1. funding of thoracic surgery residency

2. the Prerequisite Curriculum

3. thoracic surgery-general surgery relations

4. thoracic surgery subspecialty education (tracking)

5. American Board of Surgery certification

6. the future of the TSDA in thoracic surgery education.

One of the more significant recommendations was greater emphasis of the TSDA on curriculum implementation.

As another indication of its maturity as a national organization, in 1997 the TSDA selected Mr. Tom Fise, President of Association and Government Relations Management, Inc., as Executive Director to provide professional administrative and management services for the Association.

During the past two years, the TSDA has made substantial efforts to achieve curriculum implementation. At its May 2, 1998 meeting, the Directors ratified revised by-laws which established three new standing committees:

1. The Requisite Curriculum Committee, responsible for updating the Thoracic Surgery Comprehensive Curriculum at no less than 3 year intervals;

2. The Curriculum Implementation Committee, responsible for developing the optimal methodology whereby the Comprehensive Curriculum is taught to thoracic surgery residents;

3. The Prerequisite Curriculum Committee, responsible for defining, developing, and implementing, where appropriate (a) the general surgical curriculum (core knowledge) and (b) the thoracic surgery curriculum (core knowledge) deemed essential for residents beginning their thoracic surgery education.

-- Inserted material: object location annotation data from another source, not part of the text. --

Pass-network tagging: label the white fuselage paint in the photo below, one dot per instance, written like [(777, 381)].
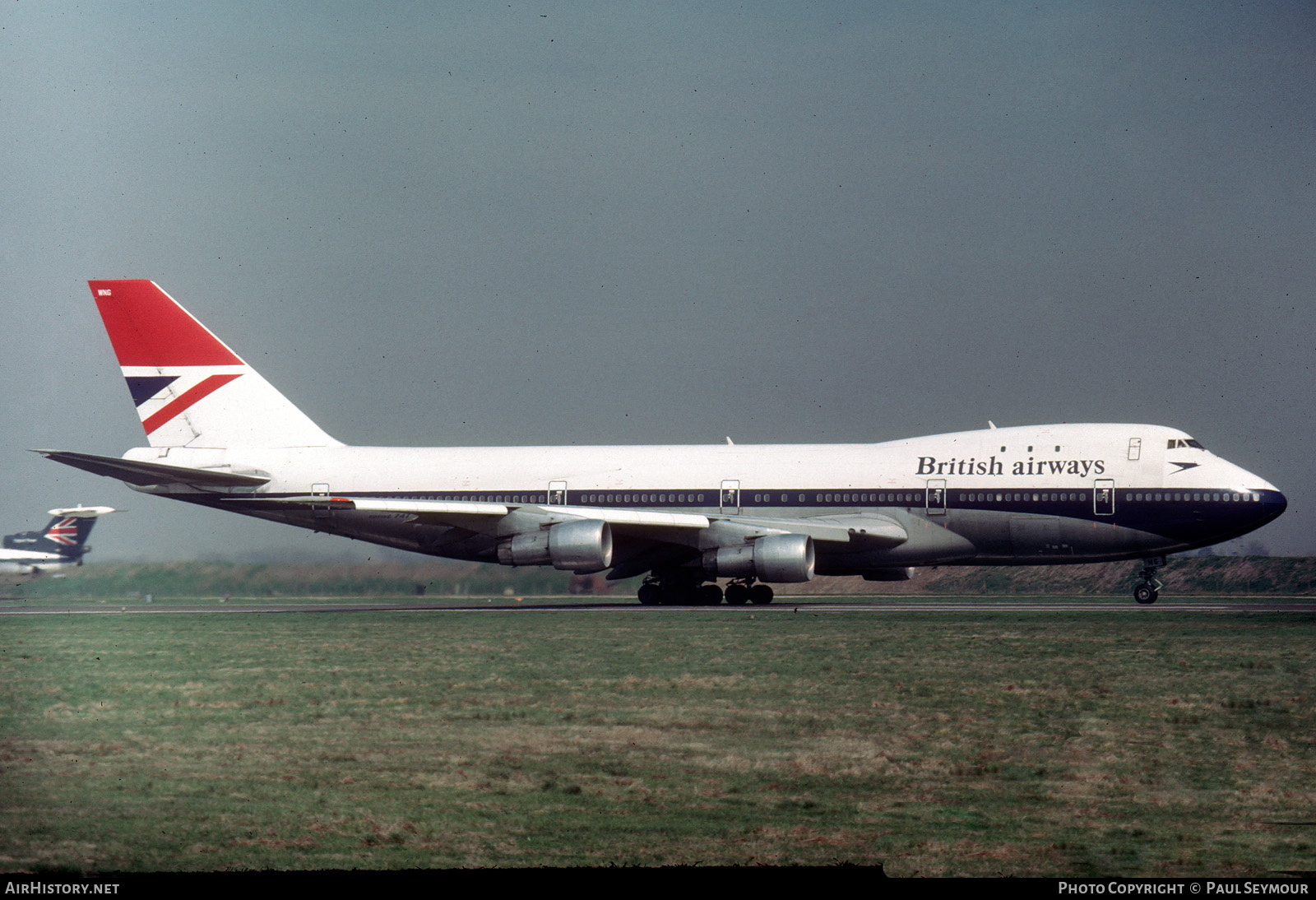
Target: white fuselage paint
[(1010, 495)]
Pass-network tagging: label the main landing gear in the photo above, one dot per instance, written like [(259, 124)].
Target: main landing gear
[(677, 590), (1149, 590)]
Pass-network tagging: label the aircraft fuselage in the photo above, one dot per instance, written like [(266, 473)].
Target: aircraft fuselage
[(1052, 494)]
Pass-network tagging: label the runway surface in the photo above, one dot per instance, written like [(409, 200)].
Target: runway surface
[(17, 607)]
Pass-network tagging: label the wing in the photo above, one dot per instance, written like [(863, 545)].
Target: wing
[(644, 538)]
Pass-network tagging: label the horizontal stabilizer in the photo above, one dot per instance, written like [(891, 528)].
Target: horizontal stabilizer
[(145, 474), (83, 512)]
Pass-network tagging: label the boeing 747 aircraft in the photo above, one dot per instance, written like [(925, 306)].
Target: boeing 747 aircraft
[(684, 516), (59, 545)]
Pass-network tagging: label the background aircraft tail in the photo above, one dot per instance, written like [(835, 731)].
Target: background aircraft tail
[(190, 388), (65, 535)]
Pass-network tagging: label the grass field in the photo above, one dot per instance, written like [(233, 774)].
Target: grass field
[(934, 744)]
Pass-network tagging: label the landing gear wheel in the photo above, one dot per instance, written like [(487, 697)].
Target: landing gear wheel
[(1151, 588), (708, 595), (1145, 594)]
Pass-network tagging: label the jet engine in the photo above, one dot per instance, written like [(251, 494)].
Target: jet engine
[(582, 545), (783, 558)]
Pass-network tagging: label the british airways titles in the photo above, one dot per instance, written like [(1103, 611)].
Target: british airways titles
[(993, 466)]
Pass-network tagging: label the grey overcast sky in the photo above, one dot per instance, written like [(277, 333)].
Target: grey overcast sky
[(633, 223)]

Each of these committees is now functioning and working to meet its charge. Based upon the rapidly evolving advances in medical information technology, the goal is to develop interactive electronic formats for better and more uniform transmission of information to our residents. Corporate sponsorship as well as funding from the Thoracic Surgery Foundation for Research and Education is being sought to support the development and dissemination of the new interactive programs being developed. The second freestanding meeting of the TSDA was held in Chicago on September 18-20, 1998. The focus of this program was further discussion of principles of education, mentorship, and the means whereby the educational efforts of thoracic surgery residency programs can be improved The TSDA has reached sufficient maturity for a separate annual national meeting devoted entirely to educational issues affecting our residency programs. The balance between service and education in thoracic surgery residency education is precarious, and there is clearly resolve among the TSDA to pay more attention to this balance.